Johnson, whose mother is Jewish but said he considers himself a Christian, is a former adjunct professor of systematic theology and has taught at universities around the world, including Harvard and Oxford. He is also the founder of Israel Today Ministries, which has provided tens of thousands of meals to poor Israeli children and Holocaust survivors.
He says that any leader or pastor who wants to eradicate the Old Testament from modern-day Christianity is making the New Testament irrelevant as well. This goes against generations of Christians who understood that the Church has replaced Israel, and that the Jewish Bible became obsolete. Known as replacement theology, this doctrine diminishes the significance of Israel and the predictions of the Jewish prophets concerning Israel and the restoration of the Jewish people in their land.
“It’s a very dangerous doctrine,” Johnson told the Post, explaining that replacement theology has been made popular by Bible teachers and leaders who promote it, which can lead to antisemitism and hatred of the Jewish people.
RABBI TULY WEISZ, the founder of Israel365, an Orthodox Jewish organization in Israel that works to build a bridge between Jews and Christians based on their common religious roots, said that replacement theology “has led to all kinds of hostilities until this very day.
“The synagogue shootings can be traced to the antisemitic notions that we refer to today as replacement theology – but throughout history this was just called Christian theology,” he said.
Weisz was referring to the Pittsburgh Tree of Life synagogue massacre and the more recent shooting at a Chabad shul in Poway, California.
While Johnson did not want to link these murders to replacement theology, he admitted that “bottom line, it really is an antisemitic understanding.
“There are those who wish to eradicate, to do away with the Tanakh,” he continued. “As a Christian Bible scholar, I can say that the Tanakh is God’s word and it’s the crucible from which Christianity was birthed. The early followers of Jesus – and Jesus himself – read the Tanakh. We cannot do away with the Tanakh – that is just foolish.”
He said that when Christians become familiar with the Jewish Bible, the natural by-product is that they love Israel and the Jewish people.
“The good news is that there are a few seminaries that now are beginning to emphasize the Jewish roots of Christianity,” Johnson said, which helps to counter those who believe in replacement theology.

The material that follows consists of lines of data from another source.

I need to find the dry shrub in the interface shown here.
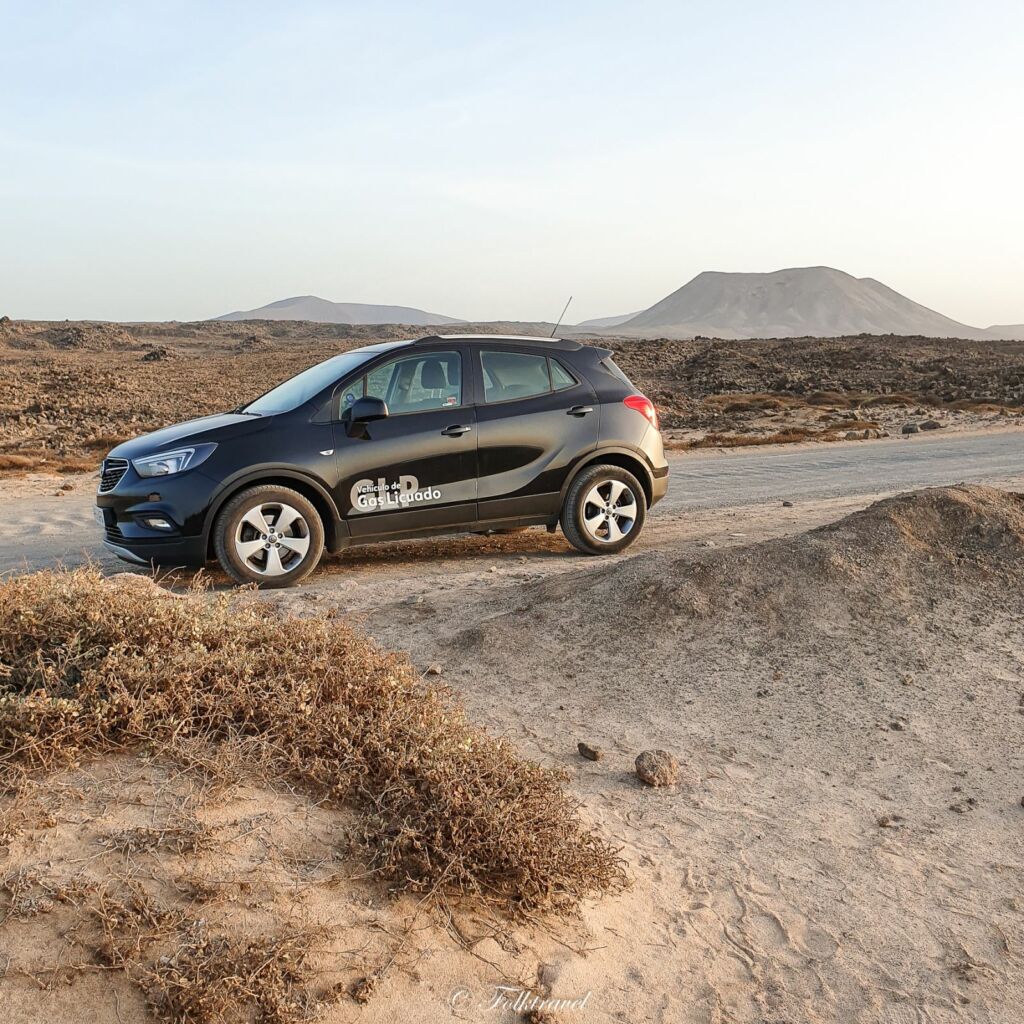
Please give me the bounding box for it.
[0,450,97,474]
[139,921,322,1024]
[666,427,839,451]
[100,812,214,856]
[0,568,624,912]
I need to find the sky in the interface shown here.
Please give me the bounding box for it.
[0,0,1024,327]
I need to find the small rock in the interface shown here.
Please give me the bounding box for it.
[949,797,978,814]
[636,751,679,785]
[878,814,906,828]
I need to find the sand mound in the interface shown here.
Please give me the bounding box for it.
[530,486,1024,633]
[403,487,1024,1024]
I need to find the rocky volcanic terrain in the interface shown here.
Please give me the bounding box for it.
[0,318,1024,471]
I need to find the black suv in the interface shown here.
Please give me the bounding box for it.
[96,335,669,587]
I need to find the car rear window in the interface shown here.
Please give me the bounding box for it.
[550,359,577,391]
[480,352,551,402]
[480,351,579,404]
[601,355,633,387]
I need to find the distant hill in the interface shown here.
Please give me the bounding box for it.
[577,313,640,328]
[577,266,991,339]
[985,324,1024,341]
[214,295,463,327]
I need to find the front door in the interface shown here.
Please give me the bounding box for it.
[334,348,476,537]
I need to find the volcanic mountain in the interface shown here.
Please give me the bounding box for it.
[581,266,988,339]
[214,295,463,327]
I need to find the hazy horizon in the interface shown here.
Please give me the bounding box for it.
[0,2,1024,328]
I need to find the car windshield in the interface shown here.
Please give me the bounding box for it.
[240,348,380,416]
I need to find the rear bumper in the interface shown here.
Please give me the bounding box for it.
[650,466,669,505]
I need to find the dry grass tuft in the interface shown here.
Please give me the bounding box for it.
[139,921,323,1024]
[666,427,839,451]
[0,568,625,912]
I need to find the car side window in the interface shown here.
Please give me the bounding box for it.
[354,352,462,416]
[480,351,551,403]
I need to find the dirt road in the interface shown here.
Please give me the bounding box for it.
[0,430,1024,588]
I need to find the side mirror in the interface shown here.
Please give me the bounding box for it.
[346,395,388,423]
[341,395,387,440]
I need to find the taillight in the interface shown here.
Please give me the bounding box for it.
[623,394,657,430]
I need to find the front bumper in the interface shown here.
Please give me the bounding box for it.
[96,466,213,567]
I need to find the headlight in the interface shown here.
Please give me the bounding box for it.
[131,444,217,476]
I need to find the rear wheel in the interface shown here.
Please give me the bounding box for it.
[561,465,647,555]
[213,484,324,589]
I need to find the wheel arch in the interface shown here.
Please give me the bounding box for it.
[203,469,345,558]
[559,447,654,508]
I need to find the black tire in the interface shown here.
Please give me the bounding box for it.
[213,483,324,590]
[561,464,647,555]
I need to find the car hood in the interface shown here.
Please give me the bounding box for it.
[111,413,266,459]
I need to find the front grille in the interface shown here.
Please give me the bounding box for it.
[99,459,128,494]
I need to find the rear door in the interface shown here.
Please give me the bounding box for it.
[334,345,477,537]
[473,344,600,520]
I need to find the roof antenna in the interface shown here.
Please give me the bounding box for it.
[551,295,572,338]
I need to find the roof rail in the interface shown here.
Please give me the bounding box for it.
[413,334,584,352]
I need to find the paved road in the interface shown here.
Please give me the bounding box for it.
[0,431,1024,571]
[657,431,1024,511]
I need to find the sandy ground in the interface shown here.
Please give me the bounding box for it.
[0,435,1024,1024]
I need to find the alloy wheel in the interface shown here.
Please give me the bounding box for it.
[583,480,637,544]
[234,502,309,577]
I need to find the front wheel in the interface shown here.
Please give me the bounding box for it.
[561,465,647,555]
[213,484,324,589]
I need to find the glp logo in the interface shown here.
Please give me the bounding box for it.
[349,475,441,512]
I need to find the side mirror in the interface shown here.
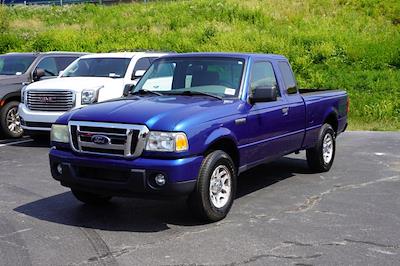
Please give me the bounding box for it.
[32,68,46,81]
[132,70,146,80]
[249,86,278,104]
[122,84,135,97]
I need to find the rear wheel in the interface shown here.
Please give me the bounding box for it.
[0,101,23,138]
[71,189,112,205]
[189,150,236,222]
[306,124,336,172]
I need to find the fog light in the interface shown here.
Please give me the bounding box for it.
[154,174,165,186]
[57,164,62,175]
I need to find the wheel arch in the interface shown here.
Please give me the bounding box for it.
[323,110,339,134]
[0,92,21,108]
[204,128,240,170]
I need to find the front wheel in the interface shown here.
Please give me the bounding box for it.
[306,124,336,172]
[71,189,111,205]
[0,101,23,138]
[189,150,236,222]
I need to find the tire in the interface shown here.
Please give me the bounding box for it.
[71,189,112,205]
[188,150,237,222]
[0,101,24,138]
[306,124,336,173]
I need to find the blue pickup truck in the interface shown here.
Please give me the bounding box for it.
[50,53,348,221]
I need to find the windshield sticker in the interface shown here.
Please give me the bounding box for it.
[225,88,236,95]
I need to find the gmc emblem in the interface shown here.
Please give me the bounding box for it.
[91,135,111,145]
[39,96,54,103]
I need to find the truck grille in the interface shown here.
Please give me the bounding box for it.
[26,90,75,112]
[68,121,149,158]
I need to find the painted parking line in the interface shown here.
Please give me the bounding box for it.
[0,139,33,147]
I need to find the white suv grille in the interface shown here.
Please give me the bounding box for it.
[26,90,75,112]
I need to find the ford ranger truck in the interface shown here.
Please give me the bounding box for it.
[19,52,170,139]
[49,53,348,221]
[0,52,83,138]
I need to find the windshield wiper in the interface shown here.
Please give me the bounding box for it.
[168,90,222,100]
[131,89,164,96]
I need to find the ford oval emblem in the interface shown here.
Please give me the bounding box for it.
[91,135,111,145]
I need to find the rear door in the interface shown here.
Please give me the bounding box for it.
[278,61,306,153]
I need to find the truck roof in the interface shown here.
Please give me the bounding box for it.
[159,52,287,60]
[3,51,87,56]
[83,52,167,58]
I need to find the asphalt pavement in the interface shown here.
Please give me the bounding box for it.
[0,132,400,265]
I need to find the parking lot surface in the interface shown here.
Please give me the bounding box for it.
[0,132,400,265]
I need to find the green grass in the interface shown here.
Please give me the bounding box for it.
[0,0,400,130]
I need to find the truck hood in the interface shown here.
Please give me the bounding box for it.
[0,75,26,86]
[65,95,242,131]
[27,77,124,92]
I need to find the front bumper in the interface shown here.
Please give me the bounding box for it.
[18,103,65,132]
[49,148,203,197]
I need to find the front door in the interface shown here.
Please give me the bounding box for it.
[241,61,290,166]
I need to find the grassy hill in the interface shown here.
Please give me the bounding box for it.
[0,0,400,130]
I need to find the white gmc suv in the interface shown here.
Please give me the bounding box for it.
[18,52,167,137]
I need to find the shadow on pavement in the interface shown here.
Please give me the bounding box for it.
[14,158,309,232]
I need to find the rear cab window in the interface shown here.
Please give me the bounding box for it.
[250,61,281,97]
[278,61,297,94]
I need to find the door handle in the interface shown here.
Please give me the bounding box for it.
[282,107,289,115]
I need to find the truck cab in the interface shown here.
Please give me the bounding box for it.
[19,52,166,138]
[0,52,84,138]
[50,53,348,221]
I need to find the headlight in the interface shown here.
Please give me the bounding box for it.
[81,86,103,104]
[21,85,26,103]
[146,131,189,152]
[50,124,69,143]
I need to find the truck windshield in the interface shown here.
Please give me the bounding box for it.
[135,57,244,98]
[62,58,131,78]
[0,55,36,75]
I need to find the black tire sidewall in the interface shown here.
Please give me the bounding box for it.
[196,151,236,221]
[0,101,23,138]
[318,124,336,171]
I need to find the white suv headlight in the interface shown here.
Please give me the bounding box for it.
[81,90,97,104]
[146,131,189,152]
[81,86,104,104]
[21,85,26,103]
[50,124,69,143]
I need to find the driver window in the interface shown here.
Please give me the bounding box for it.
[250,62,281,97]
[36,57,58,77]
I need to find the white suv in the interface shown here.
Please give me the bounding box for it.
[18,52,167,137]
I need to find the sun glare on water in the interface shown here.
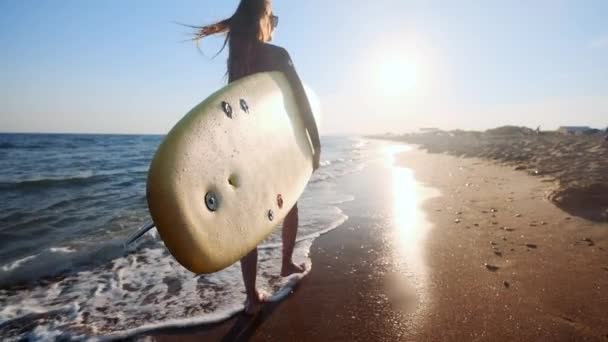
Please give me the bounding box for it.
[376,57,419,96]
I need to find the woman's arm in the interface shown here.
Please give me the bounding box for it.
[281,49,321,171]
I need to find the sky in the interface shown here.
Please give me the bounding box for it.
[0,0,608,135]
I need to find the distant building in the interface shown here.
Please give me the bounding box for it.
[557,126,593,135]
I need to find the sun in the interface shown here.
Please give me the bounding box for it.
[376,57,420,96]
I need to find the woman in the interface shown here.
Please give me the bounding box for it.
[194,0,321,314]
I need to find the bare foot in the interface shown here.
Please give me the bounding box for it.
[243,291,268,315]
[281,262,306,277]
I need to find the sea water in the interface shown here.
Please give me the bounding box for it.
[0,134,370,340]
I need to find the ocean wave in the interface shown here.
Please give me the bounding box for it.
[0,142,47,150]
[0,175,109,190]
[2,254,38,272]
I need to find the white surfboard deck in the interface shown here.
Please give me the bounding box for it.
[147,72,318,274]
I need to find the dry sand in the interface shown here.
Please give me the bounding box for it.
[385,126,608,222]
[140,146,608,341]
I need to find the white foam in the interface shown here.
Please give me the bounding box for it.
[2,254,38,272]
[49,247,76,253]
[0,136,380,340]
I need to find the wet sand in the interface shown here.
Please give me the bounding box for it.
[139,146,608,341]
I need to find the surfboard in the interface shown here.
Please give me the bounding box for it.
[146,72,319,274]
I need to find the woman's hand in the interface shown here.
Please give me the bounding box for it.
[312,149,321,172]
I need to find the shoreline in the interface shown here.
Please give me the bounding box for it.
[135,145,608,341]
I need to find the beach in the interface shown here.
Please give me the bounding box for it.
[141,138,608,341]
[0,135,608,341]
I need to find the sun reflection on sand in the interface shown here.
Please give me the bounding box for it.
[383,145,438,324]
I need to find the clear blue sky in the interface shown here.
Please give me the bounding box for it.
[0,0,608,134]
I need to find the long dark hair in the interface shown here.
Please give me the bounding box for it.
[193,0,270,81]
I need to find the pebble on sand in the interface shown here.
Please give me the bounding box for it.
[483,262,500,272]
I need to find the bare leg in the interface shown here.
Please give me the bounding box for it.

Weisz expressed similar sentiments. He published The Israel Bible, a 2,000-page bilingual English-Hebrew version of the Hebrew Bible that highlights the special connection between the Land and the People of Israel. The work is aimed at the Religious Zionist and Christian communities, which both share the messianic beliefs that Johnson described.
“Historically, whenever Christians wanted to study the Jewish Bible it was for nefarious purposes: to bait the Jews, to prove they are right and we are wrong,” Weisz said. “Today, in the modern era, many Christians are studying the Jewish Bible to come to a deeper understanding of the Jewish roots of their Christian faith and to come closer to the Jewish people and the Land of Israel, which is a wonderful thing.
“Jewish people, by teaching non-Jews what the Bible says, are fulfilling our national mandate of being a light unto the nations,” he concluded.
Johnson said that his book is aimed at Evangelicals, but he also hopes that there will be Jews who want to read it so they can see that the core and foundation of Christianity is not antisemitic.
“I know that historically, the Church has done some terrible things and that is very unfortunate,” Johnson said. “But there is a turning point now and people are more educated.
“There are millions of Christians and Messianics worldwide who love Israel,” he continued, “and in their own way, they are standing with Israel.”